Teddy bear-loving fraudster Paul Greenwood pleads guilty

This teddy bear-loving crook apparently doesn’t have any warm and fuzzy feelings for his former business partner.

Paul Greenwood — who used stolen money to amass the world’s largest collection of Steiff plush toys — pleaded guilty this morning to conspiracy and fraud charges and agreed to testify against his hedge-fund cohort, Stephen Walsh.

Greenwood admitted looting “in excess of $75 million” from institutional investors scammed by the pair’s WG Trading Co. beginning in 1996.

He told Manhattan federal Judge Miriam Goldman Cedarbaum he blew the dough on “a house, a horse farm and antiques,” that he has since surrendered to the feds.

“Did you have any doubt that what you were doing was a crime?” Cedarbaum asked.

“No,” Greenwood answered.

Greenwood and Walsh — who were part owners of the New York Islanders hockey team during the 1990s — were busted last year for running what a securities regulator termed “an egregious fraud of immense proportions.”

Greenwood, who at the time of his arrest was the Republican town supervisor of North Salem in Westchester, today described the scam as “sort of” a Ponzi scheme.

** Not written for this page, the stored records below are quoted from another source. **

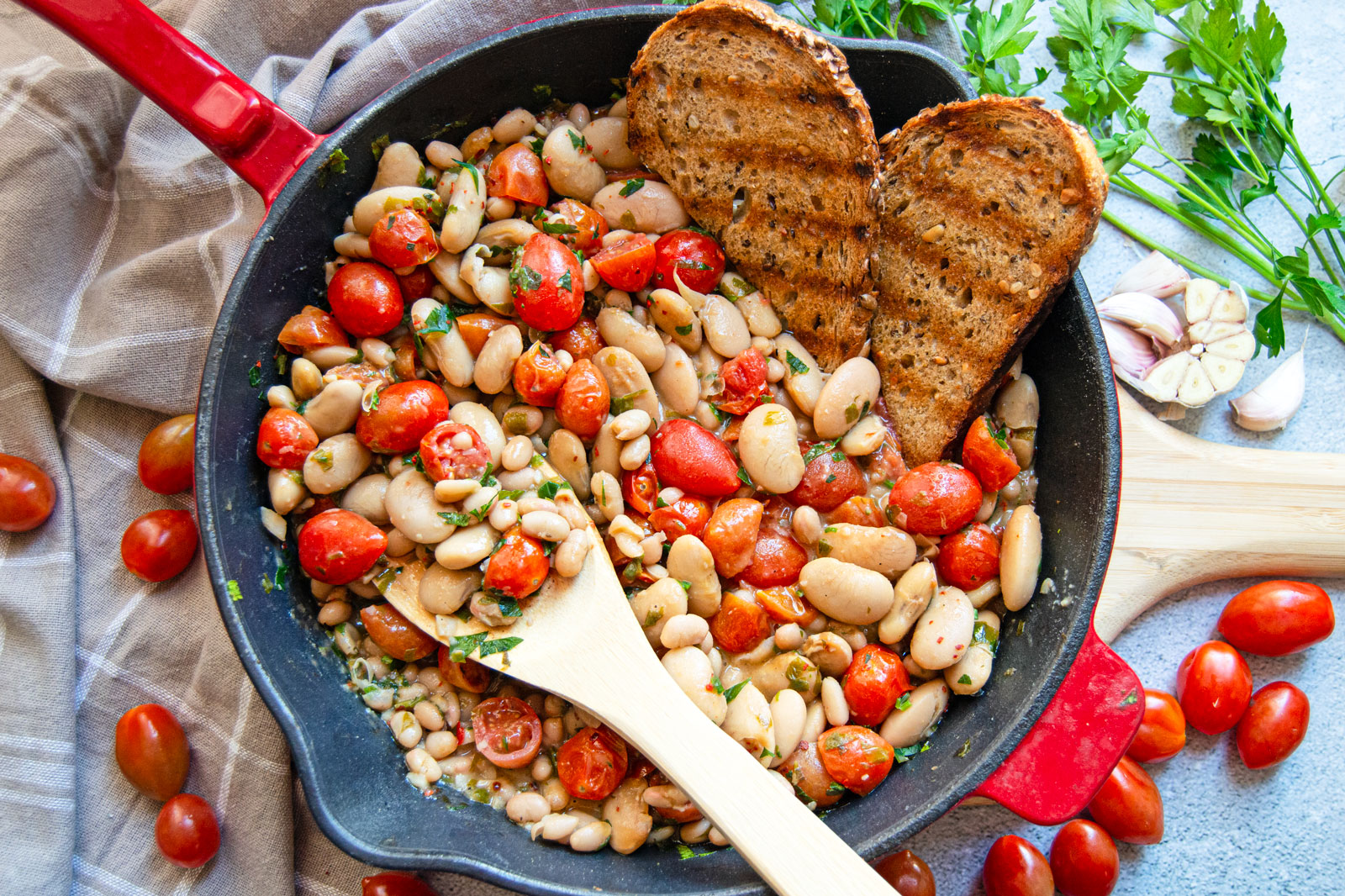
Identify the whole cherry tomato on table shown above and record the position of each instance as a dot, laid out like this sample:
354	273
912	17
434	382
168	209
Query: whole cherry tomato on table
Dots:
159	546
1214	687
27	494
1274	725
1277	618
187	830
1129	804
1015	868
1084	860
151	750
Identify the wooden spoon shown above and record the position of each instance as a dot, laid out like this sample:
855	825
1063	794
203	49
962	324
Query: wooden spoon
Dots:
582	640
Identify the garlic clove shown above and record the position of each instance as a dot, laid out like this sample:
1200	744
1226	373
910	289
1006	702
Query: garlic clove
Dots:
1143	314
1156	275
1275	400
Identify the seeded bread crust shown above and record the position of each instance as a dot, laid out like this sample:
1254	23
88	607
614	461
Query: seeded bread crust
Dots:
759	129
985	210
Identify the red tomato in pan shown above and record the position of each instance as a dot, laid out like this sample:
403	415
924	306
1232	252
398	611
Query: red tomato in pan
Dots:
1277	618
938	498
338	546
1214	687
1274	725
548	284
692	458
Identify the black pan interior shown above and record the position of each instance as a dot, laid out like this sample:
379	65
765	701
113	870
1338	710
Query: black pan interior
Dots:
350	768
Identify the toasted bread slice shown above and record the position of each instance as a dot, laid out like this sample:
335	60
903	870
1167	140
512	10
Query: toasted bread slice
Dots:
759	129
985	210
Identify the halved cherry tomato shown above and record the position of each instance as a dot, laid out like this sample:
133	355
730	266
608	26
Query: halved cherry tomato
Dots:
1274	725
338	546
548	284
284	439
1214	687
1278	618
873	683
311	329
856	756
517	174
401	416
689	456
777	560
986	454
938	498
968	559
187	830
591	763
1084	860
731	535
1129	804
518	567
151	750
831	478
538	376
1163	732
1015	868
627	264
159	546
739	625
697	259
506	730
392	631
401	239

He said he and Walsh lost a bundle on a bad investment, then tried to catch up with risky financial maneuvering that didn’t pan out.

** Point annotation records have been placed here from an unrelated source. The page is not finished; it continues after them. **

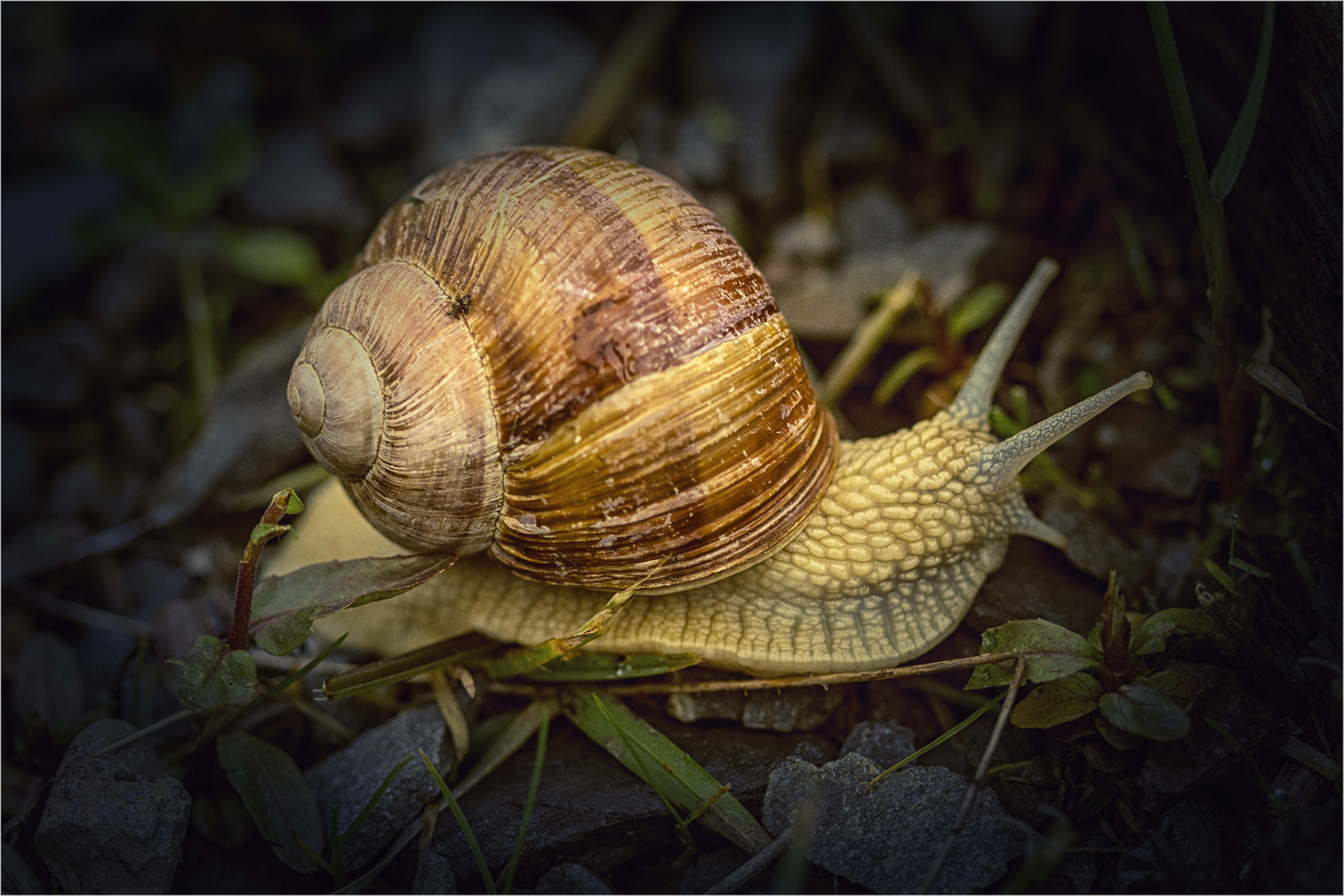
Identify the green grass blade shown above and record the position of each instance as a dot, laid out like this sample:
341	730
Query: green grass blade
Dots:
643	772
665	766
507	743
519	661
461	822
297	674
902	371
611	666
1239	141
407	665
947	735
527	806
373	802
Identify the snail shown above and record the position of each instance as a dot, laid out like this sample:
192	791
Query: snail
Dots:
559	367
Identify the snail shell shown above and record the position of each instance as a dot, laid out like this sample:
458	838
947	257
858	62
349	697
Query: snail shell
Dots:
559	359
562	359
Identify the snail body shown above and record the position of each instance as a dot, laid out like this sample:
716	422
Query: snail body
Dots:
683	453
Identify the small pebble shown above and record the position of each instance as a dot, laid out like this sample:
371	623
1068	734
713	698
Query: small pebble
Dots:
884	743
114	824
886	839
348	778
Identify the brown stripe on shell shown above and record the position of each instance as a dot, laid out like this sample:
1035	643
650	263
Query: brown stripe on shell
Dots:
437	477
552	251
689	473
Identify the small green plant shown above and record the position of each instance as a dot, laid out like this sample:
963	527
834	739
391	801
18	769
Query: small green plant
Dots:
1114	670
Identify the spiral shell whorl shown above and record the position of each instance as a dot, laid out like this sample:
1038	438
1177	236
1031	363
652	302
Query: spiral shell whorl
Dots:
581	371
392	397
338	402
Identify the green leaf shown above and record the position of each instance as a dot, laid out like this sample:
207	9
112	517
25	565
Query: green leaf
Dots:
1239	141
1152	635
272	256
976	308
661	765
1181	688
1053	650
285	606
1058	702
1237	563
275	794
528	659
264	533
1146	711
611	666
214	676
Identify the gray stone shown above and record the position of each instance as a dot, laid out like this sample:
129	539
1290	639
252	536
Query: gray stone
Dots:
1183	853
433	872
1034	585
569	878
888	839
784	711
869	218
348	778
714	868
884	743
51	370
590	809
113	824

“As time went on the hole got bigger and bigger,” he told the judge.

All the while, Greenwood admitted loaning himself money from the firm to pay for a lavish lifestyle that included spending more than $3 million on nearly 1,350 antique German teddy bears.

Walsh’s lawyer, Glenn Colton, said his client “looks forward to his day in court,” but declined to comment further.